Avez vous entendu parler du trio NPK ? Méconnu du grand public, ce sigle incontournable chez les agriculteurs désigne les trois principaux nutriments dont se nourrissent les plantes : l’azote, le phosphore et le potassium. Parmi eux, seul le premier est abondant et présent dans l’air ; les deux autres se trouvent à l’état naturel dans le sol, le plus souvent sous forme de sels dans des gisements de roches phosphatées ou potassiques. Pour être utilisés, ils doivent donc être extraits avec des techniques minières puis purifiés et convertis en engrais minéraux plus ou moins complexes, tels le chlorure de potassium (KCl), le triple superphosphate (TSP), ou le phosphate diammonique (DAP).

D'où un enjeu industriel particulier : «à la différence des engrais azotés où il suffit d’avoir accès à du gaz naturel compétitif pour les produire dans beaucoup de zones du monde, les engrais phosphatés et potassiques sont plus concentrés du point de vue de la ressource minérale nécessaire à leur production», résume Guillaume Daguerre, analyste spécialisé chez Fitch. Comme d'habitude dans le domaine, l'Europe manque de mines... 

Forte dépendance

De quoi faire naître des inquiétudes de la Commission européenne, qui alertait dès 2022 sur la dépendance des grandes cultures et des producteurs d’engrais du continent aux importations de nutriments minéraux, dont la production est contrôlée par un petit nombre d’acteurs spécialisés. L’institution bruxelloise estime que le Vieux continent est dépendant des importations à 68% du côté des phosphates et à 85% en ce qui concerne la potasse !
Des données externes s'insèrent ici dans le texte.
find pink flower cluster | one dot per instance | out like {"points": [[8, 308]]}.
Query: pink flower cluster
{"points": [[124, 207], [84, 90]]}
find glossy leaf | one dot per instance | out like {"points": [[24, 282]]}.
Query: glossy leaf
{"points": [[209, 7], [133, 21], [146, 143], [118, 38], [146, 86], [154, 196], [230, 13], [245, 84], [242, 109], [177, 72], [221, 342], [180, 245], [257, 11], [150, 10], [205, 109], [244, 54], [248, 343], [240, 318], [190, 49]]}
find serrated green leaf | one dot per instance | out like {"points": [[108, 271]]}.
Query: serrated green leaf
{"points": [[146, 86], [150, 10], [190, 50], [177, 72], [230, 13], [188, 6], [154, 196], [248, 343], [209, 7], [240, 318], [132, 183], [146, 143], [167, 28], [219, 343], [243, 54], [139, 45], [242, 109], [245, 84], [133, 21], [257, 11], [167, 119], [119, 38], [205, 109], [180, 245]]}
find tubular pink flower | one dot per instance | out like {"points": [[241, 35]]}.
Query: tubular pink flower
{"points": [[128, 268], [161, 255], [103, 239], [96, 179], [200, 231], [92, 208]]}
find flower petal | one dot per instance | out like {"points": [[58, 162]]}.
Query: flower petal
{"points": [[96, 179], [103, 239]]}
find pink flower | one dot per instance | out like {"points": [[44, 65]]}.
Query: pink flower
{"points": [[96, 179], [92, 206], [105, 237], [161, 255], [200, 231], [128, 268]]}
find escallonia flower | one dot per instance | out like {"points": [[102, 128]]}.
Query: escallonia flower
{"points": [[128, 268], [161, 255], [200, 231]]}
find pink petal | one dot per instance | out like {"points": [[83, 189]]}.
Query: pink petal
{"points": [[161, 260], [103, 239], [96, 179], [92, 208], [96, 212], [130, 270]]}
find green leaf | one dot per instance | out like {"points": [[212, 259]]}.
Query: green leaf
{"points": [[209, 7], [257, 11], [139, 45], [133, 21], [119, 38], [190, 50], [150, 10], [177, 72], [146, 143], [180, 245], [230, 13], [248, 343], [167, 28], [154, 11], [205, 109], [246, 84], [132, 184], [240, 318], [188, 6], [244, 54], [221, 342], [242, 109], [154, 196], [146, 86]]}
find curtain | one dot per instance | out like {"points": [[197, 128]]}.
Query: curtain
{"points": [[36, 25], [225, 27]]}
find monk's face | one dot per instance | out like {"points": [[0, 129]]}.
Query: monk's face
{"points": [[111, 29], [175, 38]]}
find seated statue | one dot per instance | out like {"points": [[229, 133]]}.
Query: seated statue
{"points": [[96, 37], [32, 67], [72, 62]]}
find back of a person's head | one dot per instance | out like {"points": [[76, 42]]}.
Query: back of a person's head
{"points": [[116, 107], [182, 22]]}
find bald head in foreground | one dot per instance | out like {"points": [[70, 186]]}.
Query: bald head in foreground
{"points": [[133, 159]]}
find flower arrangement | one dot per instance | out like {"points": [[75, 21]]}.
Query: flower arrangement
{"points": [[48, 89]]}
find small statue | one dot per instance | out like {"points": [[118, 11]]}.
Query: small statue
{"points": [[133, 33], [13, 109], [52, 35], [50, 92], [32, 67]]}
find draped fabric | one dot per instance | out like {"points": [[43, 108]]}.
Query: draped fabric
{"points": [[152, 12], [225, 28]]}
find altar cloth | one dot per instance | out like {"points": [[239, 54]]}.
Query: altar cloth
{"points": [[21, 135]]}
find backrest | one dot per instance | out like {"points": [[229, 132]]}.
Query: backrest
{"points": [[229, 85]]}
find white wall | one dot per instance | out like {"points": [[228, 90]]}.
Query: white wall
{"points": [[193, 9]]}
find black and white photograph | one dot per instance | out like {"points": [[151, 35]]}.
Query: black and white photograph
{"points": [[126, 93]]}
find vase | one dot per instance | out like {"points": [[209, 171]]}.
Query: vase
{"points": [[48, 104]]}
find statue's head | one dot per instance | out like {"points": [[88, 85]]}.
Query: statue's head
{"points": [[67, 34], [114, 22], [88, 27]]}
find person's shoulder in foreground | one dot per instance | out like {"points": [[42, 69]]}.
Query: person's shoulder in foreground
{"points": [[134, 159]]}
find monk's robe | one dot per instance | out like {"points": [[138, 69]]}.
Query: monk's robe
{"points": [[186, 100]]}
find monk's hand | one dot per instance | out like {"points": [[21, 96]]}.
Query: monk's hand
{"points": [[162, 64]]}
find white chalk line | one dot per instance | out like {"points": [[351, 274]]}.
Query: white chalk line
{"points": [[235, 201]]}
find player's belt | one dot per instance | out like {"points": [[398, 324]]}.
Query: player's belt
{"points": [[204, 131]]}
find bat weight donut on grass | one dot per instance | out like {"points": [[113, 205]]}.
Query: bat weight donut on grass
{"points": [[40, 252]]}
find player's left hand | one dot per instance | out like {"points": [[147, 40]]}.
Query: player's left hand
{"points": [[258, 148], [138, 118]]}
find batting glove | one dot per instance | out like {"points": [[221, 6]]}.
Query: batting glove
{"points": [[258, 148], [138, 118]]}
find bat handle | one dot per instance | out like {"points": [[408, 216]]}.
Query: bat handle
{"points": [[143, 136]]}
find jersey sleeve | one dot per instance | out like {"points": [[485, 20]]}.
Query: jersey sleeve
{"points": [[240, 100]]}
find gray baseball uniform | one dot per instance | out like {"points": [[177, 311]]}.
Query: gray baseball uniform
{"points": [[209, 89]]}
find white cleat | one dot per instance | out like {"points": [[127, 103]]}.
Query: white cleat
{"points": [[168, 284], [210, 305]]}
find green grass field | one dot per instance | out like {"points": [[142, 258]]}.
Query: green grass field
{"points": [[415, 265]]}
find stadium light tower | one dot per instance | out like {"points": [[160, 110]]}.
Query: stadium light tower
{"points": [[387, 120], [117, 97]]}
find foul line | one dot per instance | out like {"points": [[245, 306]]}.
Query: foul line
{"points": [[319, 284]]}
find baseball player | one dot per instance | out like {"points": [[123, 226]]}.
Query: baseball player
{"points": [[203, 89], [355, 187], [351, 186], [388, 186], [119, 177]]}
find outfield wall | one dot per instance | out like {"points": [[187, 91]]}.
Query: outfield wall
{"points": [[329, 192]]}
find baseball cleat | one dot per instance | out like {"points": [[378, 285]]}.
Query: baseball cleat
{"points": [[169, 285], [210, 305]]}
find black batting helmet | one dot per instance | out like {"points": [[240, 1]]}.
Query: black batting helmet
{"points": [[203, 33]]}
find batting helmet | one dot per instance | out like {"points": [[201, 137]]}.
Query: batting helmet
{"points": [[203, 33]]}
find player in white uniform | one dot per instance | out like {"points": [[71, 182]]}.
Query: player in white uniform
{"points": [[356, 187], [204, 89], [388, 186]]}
Faut-il s'inquiéter ? Du côté du phosphore, l’entreprise d’Etat marocaine OCP est sur toutes les lèvres. Son poids pour l’Europe et sa proximité avec le Roi du Maroc sont autant de facteurs de vulnérabilité des approvisionnements (qui deviennent aujourd'hui critiques pour certaines batteries électriques). «Le Maroc est assis sur 70% des ressources mondiales, ce qui en fait le leader du marché, mais nous ne sommes pas dans une situation de monopole», rappelle Guillaume Daguerre. Des inquiétudes subsistent sur la teneur en cadmium de certains gisements – un métal lourd et toxique, dont Bruxelles fait la chasse – mais en quelques années, le spectre d’un pic du phosphore (un épuisement rapide des ressources) s’est éloigné.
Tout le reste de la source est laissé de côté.